A marzo le richieste di disoccupazione sono calate del 27,3% rispetto all’anno scorso. Le ore di cassa integrazione, invece, ad aprile scendono del 6,2% rispetto al 2015 ma aumentano del 9,1% rispetto al mese precedente. A pesare è la tendenza della cassa straordinaria, che interviene nelle crisi aziendali più gravi: il ricorso a questo ammortizzatore è aumentato del 4,7% in un anno e addirittura del 27,5% in un mese. Non a caso, il segretario confederale Uil Gugliemo Loy avverte: “La febbre della crisi è ancora alta”. Registrano un calo invece le altre due tipologie di cassa integrazione, ma entrambi i dati sono influenzati da fattori esterni: la cassa ordinaria, come spiega l’Inps, risente ancora di un blocco autorizzativo, mentre quella in deroga nel 2016 può essere concessa solo per tre mesi, contro i cinque mesi dell’anno precedente. E sul calo delle domande di disoccupazione, hanno segnalato sindacalisti e giuslavoristi, può avere influito il boom dei voucher, mentre per i prossimi mesi si rischia un aumento delle richieste legato all’esaurimento della cig in deroga.

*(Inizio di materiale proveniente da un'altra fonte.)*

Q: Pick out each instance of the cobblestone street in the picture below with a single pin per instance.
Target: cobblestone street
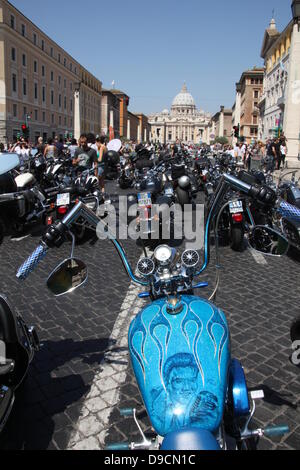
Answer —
(81, 376)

Nel dettaglio, l’Inps ha ricevuto ad aprile richieste per utilizzo di cassa integrazione per 57,1 milioni di ore con un aumento del 9,1% rispetto a marzo e una diminuzione del 6,2% su aprile 2015. Nei primi quattro mesi dell’anno, il calo è del 2,4% rispetto allo stesso periodo del 2015. A fare la parte del leone è la cig straordinaria, che ha registrato 38,9 milioni di ore autorizzate, con un aumento del 27,5% su marzo e una crescita del 4,7% su aprile 2015.

Le ore di cassa ordinaria richieste ad aprile sono state 14,9 milioni (-14,1% sul mese, -23% su aprile 2015), ma l’Inps ricorda che “il numero di ore autorizzate di cigo nel mese di aprile 2016 risente ancora del blocco autorizzativo” operato dall’istituto dopo l’entrata in vigore delle nuove norme del Jobs act. Insomma, le aziende avevano chiesto più ore di cassa integrazione, che saranno autorizzate solo nei prossimi mesi.

Per la cassa in deroga sono state chieste 3,1 milioni di fermo con un calo del 26,9% su marzo e del 25,5% su aprile 2015. Su questo decremento, invece, pesa il cambio di regole nella sua autorizzazione. Se nel 2015 un’azienda poteva chiedere cinque mesi di cassa in deroga, ora può fare domanda per soli tre mesi. Le imprese che hanno già utilizzato l’ammortizzatore nei primi tre mesi dell’anno, ad aprile non hanno più potuto ricorrere a questa opportunità.

“Non possono non preoccupare i dati sulle richieste di cassa integrazione ad aprile – commenta Guglielmo Loy – La crescita su marzo, oltre il 9%, e all’interno di essa della cassa straordinaria (oltre il 27%) segnalano che è ancora perdurante un forte disagio del nostro sistema produttivo certificato, anche, dalla troppa leggera flessione rispetto allo stesso quadrimestre del 2015 (- 2,42%)”. Ma il sindacalista lancia l’allarme anche riguardo al taglio della durata della cig in deroga: “La graduale ma costante discesa della copertura temporale della cassa integrazione in deroga, derivante dalle novità introdotte dal Jobs Act, potrebbe produrre un forte disagio occupazionale“.

Per quanto riguarda le indennità di disoccupazione, a marzo si registra un calo delle domande del 6,9% rispetto a febbraio e del 27,3% rispetto al 2015. Le richieste di Aspi, Naspi, mobilità e disoccupazione sono state nel complesso 98mila. Ma sulla diminuzione delle richieste, sindacalisti e giuslavoristi avevano già lanciato un avvertimento: c’è la concreta possibilità che il calo sia dovuto alla clamorosa espansione dei voucher e all’emigrazione all’estero di coloro che ne avevano diritto, mentre si rischia che nei prossimi mesi, quando per ampie fasce di lavoratori si esaurirà la cig in deroga,  il dato sulle domande di sussidi registri un’inversione di tendenza.